Experts Fear Texas Grid Becoming More Difficult to Manage

( – Global warming might be in dispute but the Texas electricity grid is struggling to operate as year-over-year increases in capacity and usage are ongoing. A former power official notes that unless “aggressive” steps are taken and a clear strategy put into place, the entire power grid could fail leaving millions without power in the height of extreme heat.

Texas temperatures have risen every summer for the last 30 years along with the population, but the power grid has not expanded as needed. Consumer usage is only one factor as industrial usage is also increasing as Texas is home to several different large manufacturers and facilities.

Thankfully Texas has a growing solar and wind power industry and that is expected to provide for half of the currently anticipated needed energy in 2035.

Extreme temperatures are one hurdle; other forces of nature such as a tornado can cause further destruction that the system is not prepared for. In mid-July 2023 there was a bout of thunderstorms and a tornado that took out one smaller substation resulting in over 100,000 people without power for several days.
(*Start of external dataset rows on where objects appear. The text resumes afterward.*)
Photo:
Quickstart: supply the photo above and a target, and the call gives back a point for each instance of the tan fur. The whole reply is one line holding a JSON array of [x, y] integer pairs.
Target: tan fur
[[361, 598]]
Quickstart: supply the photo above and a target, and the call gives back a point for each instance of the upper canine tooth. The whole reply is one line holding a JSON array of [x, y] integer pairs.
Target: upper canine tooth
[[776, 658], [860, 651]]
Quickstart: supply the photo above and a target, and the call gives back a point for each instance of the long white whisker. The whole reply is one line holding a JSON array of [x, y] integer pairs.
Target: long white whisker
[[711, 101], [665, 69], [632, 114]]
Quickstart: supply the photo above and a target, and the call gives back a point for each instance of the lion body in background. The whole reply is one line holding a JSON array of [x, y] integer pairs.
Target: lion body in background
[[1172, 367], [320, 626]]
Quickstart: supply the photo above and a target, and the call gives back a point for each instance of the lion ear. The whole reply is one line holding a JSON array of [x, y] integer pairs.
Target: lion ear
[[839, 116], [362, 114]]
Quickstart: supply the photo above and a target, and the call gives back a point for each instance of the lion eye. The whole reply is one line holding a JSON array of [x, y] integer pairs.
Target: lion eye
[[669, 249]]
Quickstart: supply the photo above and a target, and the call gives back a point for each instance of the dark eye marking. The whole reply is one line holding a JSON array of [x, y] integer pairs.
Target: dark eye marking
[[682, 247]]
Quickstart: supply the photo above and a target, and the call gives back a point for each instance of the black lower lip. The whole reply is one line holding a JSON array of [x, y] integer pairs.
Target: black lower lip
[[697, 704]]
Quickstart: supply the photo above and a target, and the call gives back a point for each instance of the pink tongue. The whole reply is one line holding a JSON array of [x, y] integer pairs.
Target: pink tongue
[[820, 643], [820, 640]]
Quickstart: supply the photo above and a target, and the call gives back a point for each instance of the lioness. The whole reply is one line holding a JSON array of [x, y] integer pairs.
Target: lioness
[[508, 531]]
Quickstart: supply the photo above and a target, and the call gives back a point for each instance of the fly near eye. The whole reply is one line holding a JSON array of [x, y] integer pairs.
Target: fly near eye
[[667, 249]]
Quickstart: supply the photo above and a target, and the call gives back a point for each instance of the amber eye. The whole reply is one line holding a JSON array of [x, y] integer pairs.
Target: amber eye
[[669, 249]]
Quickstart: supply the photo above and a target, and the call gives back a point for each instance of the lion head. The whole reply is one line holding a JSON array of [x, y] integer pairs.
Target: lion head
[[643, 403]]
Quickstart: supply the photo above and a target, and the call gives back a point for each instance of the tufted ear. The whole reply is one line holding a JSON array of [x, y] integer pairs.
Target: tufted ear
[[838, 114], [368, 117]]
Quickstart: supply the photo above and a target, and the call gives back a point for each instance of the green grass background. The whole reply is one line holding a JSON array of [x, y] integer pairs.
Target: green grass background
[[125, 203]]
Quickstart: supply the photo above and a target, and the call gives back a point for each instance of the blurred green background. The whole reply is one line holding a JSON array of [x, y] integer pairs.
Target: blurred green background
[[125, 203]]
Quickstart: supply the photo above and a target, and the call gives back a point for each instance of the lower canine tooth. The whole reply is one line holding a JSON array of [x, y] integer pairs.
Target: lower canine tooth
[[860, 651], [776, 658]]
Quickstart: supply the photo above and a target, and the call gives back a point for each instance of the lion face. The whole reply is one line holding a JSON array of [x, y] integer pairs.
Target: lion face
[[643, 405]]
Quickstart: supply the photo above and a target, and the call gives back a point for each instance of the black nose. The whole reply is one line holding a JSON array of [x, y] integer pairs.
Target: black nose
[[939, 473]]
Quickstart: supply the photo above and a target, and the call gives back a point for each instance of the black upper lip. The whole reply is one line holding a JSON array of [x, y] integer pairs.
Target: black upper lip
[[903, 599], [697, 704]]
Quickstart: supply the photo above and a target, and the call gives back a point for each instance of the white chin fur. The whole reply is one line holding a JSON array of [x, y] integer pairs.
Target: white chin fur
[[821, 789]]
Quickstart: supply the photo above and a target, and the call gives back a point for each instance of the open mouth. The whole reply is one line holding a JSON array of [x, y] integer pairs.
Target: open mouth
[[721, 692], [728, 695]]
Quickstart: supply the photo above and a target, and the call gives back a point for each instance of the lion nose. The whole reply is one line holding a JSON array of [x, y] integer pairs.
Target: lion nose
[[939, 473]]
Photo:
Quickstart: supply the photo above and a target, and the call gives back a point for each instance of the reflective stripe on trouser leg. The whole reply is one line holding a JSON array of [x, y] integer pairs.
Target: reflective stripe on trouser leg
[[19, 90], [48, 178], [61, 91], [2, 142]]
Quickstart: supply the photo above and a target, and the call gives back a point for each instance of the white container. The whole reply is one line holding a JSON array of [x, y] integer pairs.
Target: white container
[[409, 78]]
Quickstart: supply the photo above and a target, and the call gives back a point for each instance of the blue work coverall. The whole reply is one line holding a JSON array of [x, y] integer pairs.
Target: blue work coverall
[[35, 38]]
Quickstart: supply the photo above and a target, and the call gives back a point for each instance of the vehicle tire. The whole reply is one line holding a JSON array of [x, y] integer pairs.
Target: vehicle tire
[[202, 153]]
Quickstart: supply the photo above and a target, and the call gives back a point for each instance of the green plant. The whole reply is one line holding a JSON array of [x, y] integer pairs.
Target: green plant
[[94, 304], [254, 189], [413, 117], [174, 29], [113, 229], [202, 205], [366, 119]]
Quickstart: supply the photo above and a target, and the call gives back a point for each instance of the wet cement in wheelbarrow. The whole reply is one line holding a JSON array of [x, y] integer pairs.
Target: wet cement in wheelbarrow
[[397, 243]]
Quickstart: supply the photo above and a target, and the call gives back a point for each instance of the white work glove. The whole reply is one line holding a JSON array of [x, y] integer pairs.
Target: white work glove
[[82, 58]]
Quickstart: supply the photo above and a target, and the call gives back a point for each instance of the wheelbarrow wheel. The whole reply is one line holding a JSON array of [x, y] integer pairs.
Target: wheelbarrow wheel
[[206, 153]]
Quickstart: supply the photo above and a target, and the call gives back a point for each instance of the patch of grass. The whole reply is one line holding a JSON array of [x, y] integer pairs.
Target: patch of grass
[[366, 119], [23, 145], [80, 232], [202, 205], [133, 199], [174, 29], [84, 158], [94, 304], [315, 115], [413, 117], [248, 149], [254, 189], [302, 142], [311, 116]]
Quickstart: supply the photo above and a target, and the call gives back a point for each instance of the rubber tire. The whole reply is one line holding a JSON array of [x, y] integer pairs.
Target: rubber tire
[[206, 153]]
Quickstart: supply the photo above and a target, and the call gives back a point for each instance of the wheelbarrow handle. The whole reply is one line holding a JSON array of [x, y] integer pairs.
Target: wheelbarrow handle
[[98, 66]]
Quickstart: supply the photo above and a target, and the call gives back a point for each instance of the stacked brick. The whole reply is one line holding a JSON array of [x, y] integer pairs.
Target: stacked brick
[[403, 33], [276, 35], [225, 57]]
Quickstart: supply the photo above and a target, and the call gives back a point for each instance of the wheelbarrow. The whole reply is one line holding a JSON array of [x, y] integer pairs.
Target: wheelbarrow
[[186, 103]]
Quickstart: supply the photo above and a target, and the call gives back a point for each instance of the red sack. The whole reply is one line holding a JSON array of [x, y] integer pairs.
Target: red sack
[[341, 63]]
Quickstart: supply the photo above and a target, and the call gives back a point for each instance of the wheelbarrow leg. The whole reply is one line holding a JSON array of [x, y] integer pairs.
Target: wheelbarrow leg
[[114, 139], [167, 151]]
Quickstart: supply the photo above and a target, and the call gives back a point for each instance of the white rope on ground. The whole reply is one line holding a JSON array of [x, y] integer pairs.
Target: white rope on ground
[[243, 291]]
Texas Governor Greg Abbott vetoed an energy conservation bill that passed the legislature with bi-partisan support. Supporters claimed the bill would have helped grow energy supply, make new buildings more efficient, and prepare for the inevitable disasters that can upend the energy system.

Texas, like California, is asking residents to adjust their needs during peak times this summer and to use creative, non-electrical methods for keeping cool. The Houston Chronicle opines that Abbott’s veto is reckless and lacks foresight. Abbott has not indicated whether he has a better idea, and he has not explained his rationale for vetoing the bill.

The population of Texas continues to grow and residents are hopeful the state can adapt to solar and wind power quickly to avoid unnecessary suffering in the ever-growing Texas summer heat.